September 21, 2020

Nicaragua and El Salvador with the greatest GDP fall in Central America due to a pandemic

Nicaragua and El Salvador will have the greatest economic fall in Central America this 2020 due to the COVID-19 pandemic with -4.3% each, according to calculations by the World Bank (WB), which also placed El Salvador as leader of the recovery in 2021 with an increase of 4.8% followed by Costa Rica with 4.5%.

The World Bank released this Sunday its forecasts for Latin America and the Caribbean in the context of the international health crisis, according to which the region will have a global fall of 4.6% of gross domestic product (GDP) with Ecuador and Mexico leading the way with -6%, each one.

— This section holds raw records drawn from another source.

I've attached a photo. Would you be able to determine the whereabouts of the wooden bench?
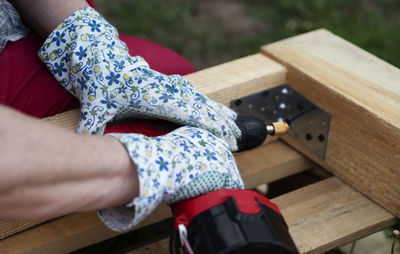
[0,29,400,254]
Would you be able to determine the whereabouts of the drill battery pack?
[170,190,298,254]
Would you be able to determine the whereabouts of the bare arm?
[0,105,139,220]
[10,0,89,38]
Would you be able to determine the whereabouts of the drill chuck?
[236,116,289,152]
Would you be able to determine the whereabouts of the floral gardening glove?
[98,126,244,231]
[39,7,240,151]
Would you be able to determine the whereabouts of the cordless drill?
[105,117,298,254]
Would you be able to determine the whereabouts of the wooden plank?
[0,220,43,240]
[128,177,396,254]
[262,30,400,217]
[0,140,314,254]
[0,54,313,253]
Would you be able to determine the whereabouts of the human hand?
[98,126,244,231]
[39,7,241,151]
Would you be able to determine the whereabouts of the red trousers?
[0,1,194,118]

In Central America, El Salvador and Nicaragua this year will have a 4.3% contraction in GDP, followed by Belize (-3.9%), Costa Rica with -3.3%; Honduras with -2.3%; Panama with -2% and Guatemala with -1.8%.

In the case of the Dominican Republic, which is geographically outside the region but is politically integrated as a member of the Central American Integration System (SICA), the World Bank forecast is that its GDP will register 0% growth in 2020.

The biannual report of the WB’s Office of the Chief Economist for the region, Martín Rama, stressed that “the coronavirus pandemic is causing a great supply shock” in the world, much of which is now under quarantine and distancing measures. social that has paralyzed production and the economy with different magnitudes.

In this context, “demand from China and the G7 countries is expected to decline abruptly, impacting countries that export raw materials in South America and countries that export services and industrial goods in Central America and the Caribbean,” he said. multilateral.

Rolando Gordón, professor at the Faculty of Economics of the state University of Panama (UP), told EFE that the “blows are strong” for the Central American subregion, which has heterogeneous economies, some highly dependent on the external sector, such as the case of Panama.

There are other Central American countries “that are highly dependent on remittances”, especially from the United States. and that it will foreseeably have “a sharp drop” given the ravages that a pandemic is causing in the North American nation, the main destination for exports in the region, Gordón explained.

Remittances are equivalent to about 20% of Honduras’ GDP; 17% of the GDP of El Salvador, and 10% of that of Guatemala, according to official data.

But an advantage of the region in the context of this crisis “is that many of its countries have a large agricultural production, which allows them to feed their population without resorting to so many international purchases,” a case in which Panama is not found, “whose agricultural sector represents only 1.5% of GDP,” added the university professor.


For 2021, the World Bank calculates a recovery in the economy with El Salvador leading with 4.8%, followed by Costa Rica with 4.5%; Guatemala with 4.4%; Panama with 4.2%; Honduras with 3.9%; Dominican Republic with 2.5% and Nicaragua with 1.9%.

In the specific case of Panama, Dean Gordón believes that the economic recovery “will not be as fast or as strong” as the multilateral foresees.

Panama “is a country that depends a lot on international trade, and on what is done abroad. We are service sellers. And if those services continue to be partially paralyzed or growing little, that will be reflected in the economy and I do not think that hit 4% over there “in 2021, the expert said.